Question about Time Dilation

Question

I was studying about Time dilation and I wondered, does Time seem less for a moving body, or does it seem less for a resting body, both relative to each other, or does both occur at same time? Meaning if moving body experience 1s, does resting body experience lets say 0.5s? Or is it the other way around? Or does both happen?

Answer 1

Roughly speaking, it is the principle of relativity that each observer views nature as if he is stationary with all the other observers moving. Once people recover from the initial shock of time dilation, this is usually where they get tripped up. They think in terms of "A sees B with time slowed down, so B sees A with time sped up" or something like that.

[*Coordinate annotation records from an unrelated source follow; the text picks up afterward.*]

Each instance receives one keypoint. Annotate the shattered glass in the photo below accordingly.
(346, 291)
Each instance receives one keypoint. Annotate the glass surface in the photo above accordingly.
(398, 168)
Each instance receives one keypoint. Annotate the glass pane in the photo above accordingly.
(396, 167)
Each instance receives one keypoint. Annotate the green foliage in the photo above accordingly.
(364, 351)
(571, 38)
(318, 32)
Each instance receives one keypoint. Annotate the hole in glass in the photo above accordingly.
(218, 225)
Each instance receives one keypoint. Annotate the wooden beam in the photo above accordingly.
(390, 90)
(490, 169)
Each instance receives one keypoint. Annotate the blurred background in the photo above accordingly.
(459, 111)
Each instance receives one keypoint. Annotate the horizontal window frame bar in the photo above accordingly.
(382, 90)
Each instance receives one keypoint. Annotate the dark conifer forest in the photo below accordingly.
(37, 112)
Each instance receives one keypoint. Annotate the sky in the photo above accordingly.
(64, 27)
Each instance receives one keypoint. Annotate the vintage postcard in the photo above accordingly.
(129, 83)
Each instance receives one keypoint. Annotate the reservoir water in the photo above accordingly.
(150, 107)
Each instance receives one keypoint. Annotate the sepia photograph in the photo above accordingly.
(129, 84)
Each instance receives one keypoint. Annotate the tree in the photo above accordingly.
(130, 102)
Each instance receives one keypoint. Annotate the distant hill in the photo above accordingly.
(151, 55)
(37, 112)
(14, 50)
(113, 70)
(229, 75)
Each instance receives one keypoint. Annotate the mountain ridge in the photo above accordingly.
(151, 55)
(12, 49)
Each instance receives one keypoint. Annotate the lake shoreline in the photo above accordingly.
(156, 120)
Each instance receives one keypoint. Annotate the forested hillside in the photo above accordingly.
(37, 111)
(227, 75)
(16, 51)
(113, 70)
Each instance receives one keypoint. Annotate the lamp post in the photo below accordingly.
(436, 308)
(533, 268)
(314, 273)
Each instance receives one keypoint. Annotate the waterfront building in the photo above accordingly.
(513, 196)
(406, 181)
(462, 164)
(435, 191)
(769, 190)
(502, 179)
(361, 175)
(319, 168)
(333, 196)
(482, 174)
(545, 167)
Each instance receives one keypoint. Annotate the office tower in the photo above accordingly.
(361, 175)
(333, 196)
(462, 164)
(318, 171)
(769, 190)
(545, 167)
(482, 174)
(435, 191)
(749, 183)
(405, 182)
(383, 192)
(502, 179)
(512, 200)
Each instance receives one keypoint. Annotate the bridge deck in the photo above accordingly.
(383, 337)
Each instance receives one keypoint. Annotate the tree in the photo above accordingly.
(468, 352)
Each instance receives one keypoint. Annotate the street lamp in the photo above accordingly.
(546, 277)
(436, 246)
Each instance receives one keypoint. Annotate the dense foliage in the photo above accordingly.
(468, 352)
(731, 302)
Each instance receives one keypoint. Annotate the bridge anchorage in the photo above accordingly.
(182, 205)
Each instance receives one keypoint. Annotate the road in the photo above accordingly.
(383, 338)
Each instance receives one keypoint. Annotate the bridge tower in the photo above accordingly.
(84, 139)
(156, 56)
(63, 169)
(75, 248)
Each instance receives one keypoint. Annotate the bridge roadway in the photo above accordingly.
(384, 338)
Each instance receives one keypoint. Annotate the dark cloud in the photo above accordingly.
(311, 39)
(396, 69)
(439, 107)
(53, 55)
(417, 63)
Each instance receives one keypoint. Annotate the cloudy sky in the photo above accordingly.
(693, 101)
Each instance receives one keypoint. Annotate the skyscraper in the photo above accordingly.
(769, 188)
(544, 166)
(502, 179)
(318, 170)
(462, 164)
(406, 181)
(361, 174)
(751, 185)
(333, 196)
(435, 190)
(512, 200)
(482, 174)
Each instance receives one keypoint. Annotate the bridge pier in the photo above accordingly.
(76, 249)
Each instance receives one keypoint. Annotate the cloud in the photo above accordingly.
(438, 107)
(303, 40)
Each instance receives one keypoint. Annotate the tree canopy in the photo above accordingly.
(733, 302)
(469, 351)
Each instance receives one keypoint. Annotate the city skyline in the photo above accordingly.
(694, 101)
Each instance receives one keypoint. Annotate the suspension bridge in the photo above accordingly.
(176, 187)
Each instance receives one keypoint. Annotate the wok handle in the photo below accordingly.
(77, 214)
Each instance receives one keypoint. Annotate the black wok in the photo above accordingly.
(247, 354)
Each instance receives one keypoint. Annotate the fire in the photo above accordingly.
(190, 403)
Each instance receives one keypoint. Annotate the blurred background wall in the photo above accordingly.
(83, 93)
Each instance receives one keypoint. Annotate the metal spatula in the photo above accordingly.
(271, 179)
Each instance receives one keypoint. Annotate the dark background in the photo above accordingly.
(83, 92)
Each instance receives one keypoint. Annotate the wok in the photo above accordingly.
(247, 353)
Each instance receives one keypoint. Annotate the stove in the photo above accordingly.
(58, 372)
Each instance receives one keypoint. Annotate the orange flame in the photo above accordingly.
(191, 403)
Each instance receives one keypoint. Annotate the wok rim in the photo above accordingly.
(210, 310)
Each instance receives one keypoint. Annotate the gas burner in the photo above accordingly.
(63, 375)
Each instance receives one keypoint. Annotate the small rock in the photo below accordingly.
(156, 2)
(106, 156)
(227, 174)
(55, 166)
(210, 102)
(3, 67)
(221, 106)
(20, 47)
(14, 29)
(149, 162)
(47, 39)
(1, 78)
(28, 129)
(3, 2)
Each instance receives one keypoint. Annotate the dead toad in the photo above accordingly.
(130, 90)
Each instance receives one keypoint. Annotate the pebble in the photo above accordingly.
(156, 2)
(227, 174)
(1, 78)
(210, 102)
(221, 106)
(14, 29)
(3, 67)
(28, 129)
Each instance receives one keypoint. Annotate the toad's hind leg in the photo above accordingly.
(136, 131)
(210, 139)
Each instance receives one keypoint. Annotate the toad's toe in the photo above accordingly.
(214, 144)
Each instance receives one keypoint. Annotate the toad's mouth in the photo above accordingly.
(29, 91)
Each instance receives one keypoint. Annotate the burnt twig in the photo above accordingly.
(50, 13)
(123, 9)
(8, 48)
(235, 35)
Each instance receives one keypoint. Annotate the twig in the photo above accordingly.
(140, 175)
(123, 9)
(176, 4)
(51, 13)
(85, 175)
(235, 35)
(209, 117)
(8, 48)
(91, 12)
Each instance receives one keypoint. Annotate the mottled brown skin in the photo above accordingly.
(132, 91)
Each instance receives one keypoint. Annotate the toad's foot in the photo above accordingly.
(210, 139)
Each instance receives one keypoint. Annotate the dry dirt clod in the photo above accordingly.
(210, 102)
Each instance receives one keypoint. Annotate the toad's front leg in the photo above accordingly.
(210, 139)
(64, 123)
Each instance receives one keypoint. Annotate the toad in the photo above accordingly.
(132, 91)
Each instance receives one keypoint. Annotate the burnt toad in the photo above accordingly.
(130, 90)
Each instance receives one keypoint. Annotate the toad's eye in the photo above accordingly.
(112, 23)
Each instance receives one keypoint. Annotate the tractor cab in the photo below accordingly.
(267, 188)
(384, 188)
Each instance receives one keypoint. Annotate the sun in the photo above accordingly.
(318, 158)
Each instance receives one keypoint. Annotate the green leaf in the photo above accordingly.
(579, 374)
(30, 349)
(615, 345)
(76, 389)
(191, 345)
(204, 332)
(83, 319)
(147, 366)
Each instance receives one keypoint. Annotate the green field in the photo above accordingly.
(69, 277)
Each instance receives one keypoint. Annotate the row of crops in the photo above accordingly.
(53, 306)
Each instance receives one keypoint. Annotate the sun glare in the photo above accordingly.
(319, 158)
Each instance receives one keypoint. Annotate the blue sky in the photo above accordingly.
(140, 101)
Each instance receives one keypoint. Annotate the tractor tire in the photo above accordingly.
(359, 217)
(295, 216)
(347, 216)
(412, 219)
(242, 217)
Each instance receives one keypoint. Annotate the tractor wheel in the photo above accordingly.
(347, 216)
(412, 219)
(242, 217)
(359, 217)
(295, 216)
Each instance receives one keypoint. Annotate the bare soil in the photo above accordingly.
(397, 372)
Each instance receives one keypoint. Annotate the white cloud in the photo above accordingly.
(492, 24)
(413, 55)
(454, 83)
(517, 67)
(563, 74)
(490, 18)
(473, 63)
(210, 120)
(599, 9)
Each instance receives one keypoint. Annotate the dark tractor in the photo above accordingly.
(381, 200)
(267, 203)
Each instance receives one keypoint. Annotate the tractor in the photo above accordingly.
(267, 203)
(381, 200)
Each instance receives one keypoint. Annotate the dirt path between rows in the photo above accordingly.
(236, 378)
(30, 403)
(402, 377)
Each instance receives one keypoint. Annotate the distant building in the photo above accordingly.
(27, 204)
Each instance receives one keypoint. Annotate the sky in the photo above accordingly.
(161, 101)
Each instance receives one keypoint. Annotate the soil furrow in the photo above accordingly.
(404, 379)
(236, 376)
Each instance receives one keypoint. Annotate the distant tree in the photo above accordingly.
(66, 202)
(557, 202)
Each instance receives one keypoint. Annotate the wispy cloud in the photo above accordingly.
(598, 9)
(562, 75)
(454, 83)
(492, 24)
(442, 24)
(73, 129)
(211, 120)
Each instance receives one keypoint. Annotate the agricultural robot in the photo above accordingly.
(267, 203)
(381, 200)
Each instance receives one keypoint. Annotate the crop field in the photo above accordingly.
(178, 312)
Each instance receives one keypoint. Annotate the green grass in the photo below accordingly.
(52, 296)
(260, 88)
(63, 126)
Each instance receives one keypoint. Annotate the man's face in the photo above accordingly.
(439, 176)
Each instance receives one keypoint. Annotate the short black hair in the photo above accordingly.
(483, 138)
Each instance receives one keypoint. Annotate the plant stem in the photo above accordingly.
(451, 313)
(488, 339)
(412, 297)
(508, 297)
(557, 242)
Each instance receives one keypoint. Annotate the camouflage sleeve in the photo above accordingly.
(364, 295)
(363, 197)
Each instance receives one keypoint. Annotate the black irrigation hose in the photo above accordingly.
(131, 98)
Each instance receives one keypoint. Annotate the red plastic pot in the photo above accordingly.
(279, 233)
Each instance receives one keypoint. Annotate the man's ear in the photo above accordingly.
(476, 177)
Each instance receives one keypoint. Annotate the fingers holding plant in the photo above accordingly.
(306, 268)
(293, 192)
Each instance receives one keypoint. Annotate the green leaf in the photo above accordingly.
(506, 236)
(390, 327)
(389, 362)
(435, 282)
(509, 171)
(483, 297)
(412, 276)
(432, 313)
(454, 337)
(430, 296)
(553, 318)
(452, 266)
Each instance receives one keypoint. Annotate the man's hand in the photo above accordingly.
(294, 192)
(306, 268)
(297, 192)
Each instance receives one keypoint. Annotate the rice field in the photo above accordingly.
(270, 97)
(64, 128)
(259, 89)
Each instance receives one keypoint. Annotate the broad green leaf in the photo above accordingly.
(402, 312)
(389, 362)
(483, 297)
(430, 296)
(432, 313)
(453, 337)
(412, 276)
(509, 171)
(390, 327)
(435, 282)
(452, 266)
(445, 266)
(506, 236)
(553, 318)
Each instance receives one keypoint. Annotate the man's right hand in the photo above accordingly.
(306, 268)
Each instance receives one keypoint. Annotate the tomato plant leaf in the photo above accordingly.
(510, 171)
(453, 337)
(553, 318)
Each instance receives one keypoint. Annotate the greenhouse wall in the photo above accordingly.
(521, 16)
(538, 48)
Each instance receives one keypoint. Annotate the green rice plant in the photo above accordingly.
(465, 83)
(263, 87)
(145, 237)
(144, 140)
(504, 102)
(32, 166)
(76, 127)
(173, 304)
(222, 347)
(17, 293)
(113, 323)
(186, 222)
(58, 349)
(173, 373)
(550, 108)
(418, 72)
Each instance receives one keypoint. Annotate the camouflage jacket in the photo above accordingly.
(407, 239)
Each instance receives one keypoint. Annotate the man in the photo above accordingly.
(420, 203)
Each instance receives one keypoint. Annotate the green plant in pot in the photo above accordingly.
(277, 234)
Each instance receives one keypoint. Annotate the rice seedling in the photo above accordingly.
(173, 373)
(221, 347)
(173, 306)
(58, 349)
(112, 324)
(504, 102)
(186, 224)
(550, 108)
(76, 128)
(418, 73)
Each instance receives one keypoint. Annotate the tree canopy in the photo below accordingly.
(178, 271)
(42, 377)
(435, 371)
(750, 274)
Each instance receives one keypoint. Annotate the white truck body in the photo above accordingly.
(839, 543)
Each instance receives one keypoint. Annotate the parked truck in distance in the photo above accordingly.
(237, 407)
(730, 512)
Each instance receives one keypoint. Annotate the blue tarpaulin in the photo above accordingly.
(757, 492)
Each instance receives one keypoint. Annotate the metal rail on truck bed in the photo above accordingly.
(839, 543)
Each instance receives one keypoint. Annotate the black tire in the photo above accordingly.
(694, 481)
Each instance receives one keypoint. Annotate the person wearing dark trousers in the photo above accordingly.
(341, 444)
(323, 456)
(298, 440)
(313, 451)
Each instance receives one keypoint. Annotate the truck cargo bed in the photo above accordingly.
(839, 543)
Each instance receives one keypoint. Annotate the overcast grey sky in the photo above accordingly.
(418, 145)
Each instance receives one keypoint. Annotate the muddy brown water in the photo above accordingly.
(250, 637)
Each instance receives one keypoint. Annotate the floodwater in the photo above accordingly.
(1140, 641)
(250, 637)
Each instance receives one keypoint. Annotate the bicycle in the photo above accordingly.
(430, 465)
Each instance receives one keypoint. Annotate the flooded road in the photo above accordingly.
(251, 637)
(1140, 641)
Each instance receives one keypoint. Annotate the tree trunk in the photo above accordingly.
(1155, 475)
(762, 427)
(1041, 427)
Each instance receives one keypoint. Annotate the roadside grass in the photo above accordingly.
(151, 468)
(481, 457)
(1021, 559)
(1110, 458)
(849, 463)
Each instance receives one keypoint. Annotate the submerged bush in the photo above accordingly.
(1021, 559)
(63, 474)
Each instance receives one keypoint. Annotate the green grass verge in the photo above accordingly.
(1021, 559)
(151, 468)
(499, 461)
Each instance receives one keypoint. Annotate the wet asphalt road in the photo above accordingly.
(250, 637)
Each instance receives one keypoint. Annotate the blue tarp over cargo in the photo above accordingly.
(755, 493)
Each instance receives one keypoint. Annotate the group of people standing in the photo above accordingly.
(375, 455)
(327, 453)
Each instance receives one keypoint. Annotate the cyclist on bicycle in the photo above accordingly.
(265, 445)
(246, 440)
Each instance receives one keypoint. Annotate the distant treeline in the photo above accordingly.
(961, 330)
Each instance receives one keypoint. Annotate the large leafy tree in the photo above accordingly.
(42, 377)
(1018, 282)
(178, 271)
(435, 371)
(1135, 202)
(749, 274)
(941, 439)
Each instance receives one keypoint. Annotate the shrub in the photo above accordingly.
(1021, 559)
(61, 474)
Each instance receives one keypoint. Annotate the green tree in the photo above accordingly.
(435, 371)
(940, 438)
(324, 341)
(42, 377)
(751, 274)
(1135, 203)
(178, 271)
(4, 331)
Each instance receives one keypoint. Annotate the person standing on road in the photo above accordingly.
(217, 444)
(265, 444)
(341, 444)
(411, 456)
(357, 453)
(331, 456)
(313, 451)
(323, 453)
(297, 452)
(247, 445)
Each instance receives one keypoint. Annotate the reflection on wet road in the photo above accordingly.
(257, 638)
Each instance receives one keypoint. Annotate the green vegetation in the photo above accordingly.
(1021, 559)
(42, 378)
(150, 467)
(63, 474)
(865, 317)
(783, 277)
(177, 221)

This is not correct. The time dilation is reciprocal.

FWIW, if you are serious about learning this and not just asking a random question, I always recommend people move on past "time dilation" and "length contraction" as soon as they are able and think in terms of Minkowski space and the Lorentz transform. While the math may seem harder, this is because it is more accurate. The "paradoxes" will all be much easier to resolve.

It is OK if you were just asking and are not intending on deep study too, of course.

Answer 2

Moving bodies experience less time in their reference frame compared to bodies at rest. This is what special relativity says , so for a given speed the moving body experiences 0.5 s where as the body at rest experiences 1s. If we increase the speed to speed of light then actually the body doesn't have a defined amount of time ( hence light doesn't experience time) because in the time dilation equation we usually compare the speeds to speed of light $$t^{'} = \frac{t}{\sqrt{1-v^2/c^2}}$$ t' is the new time experienced by the moving body c is the speed of light v is the velocity of body t is the time at rest . here $$\frac{1}{\sqrt{1-v^2/c^2}}$$ is known as the lorentz factor .

here as v is divided by c , so as speed increases the value of denominator also decreases and so the value of t' increases having more magnitude of time consumed so hence time experienced by the moving body is less!

Answer 3

The main problem here is where you say

Meaning if moving body experience 1s, does resting body experience lets say 0.5s?

The reason this is problematic is because, when you have two bodies that are not always in the same place, it is not clear how you are supposed to be comparing the time each one experiences. From a pre-relativistic perspective, this may seem confusing, as Newtonian physics admits a unique global time coordinate, allowing us to introduce a notion of "simultaneity" for this purpose. However, this is not the case in Einsteinian Relativity. Instead, if we want to compare the amount of time each body experiences, we must specify how the two bodies are communicating with each other (such as by sending each other light signals or by starting and ending in the same place), so that we can calculate the proper time of each path.

---

Note, some people like to talk about the notion of relativity of simultaneity in Special Relativity, in which there is a reference frame-dependent notion of simultaneity. However, I prefer not to think of things this way, since it does not naturally extend to General Relativity.

Answer 4

Unfortunately, the common perception of reciprocal time dilation is simply wrong. And it has nothing to do with acceleration, or turning around, or anything like that. The fact is that there IS a preferred frame of reference and this is proven every day with GPS satellites. Allow me to explain:

As you know, GPS satellites have their clocks adjusted for both special and general relativistic effects. So clocks on a GPS satellite run 45 microseconds per day faster than clocks on the ground. If this was not done then we would quickly drive off the road.

Other satellites (and intercontinental ballistic missiles) use GPS satellites to set their own navigation. Some of these satellites are following right behind the GPS satellite orbit, so they have no relative motion compared the GPS satellite. While other satellites are going in the exact opposite orbit, so they have extremely fast relative motion compared the GPS satellite. And others still are traveling at various cross angles to the GPS orbit, so they would have various relative motions.

If the concepts of special relativity were correct, then all of these other satellites would need to set their clocks and motion relative to the GPS satellite. But they DO NOT do this. They all set their clocks and motion relative to Earth. It is only in this way that the missiles reach their correct target.

Second, the wikipedia page referred to in another answer on reciprocity says that the reason the twin paradox is resolved is because the travelling twin must accelerate and turn around. This is also wrong. Lets imagine not twins, but quintuplets. Ann stays on Earth, Bob travels to star Beta and back; Charles to star Gama and back, Doris to Delta and back, Evelyn to star Epsilon and back. All of the travelling quints use exactly the same acceleration rate up to a top speed of .8c. They all turn around their star in exactly the same circle and they all decelerate at the same rate on return to Earth. The wiki article would imply that all the traveling quints age the same amount compared to Ann, because they all followed the same acceleration patterns. But this is not the case. The acceleration has absolutely nothing to do with this special relativistic effect. The only issue is how much time (or distance) they travelled at what speed. At the end of the experiment Ann will be oldest, Bob will be second oldest, Charles third oldest, Doris fourth oldest and Evelyn will be youngest.

These facts lead us to understand that while in theory there is no preferred frame of reference, in the real world there IS a preferred frame of reference.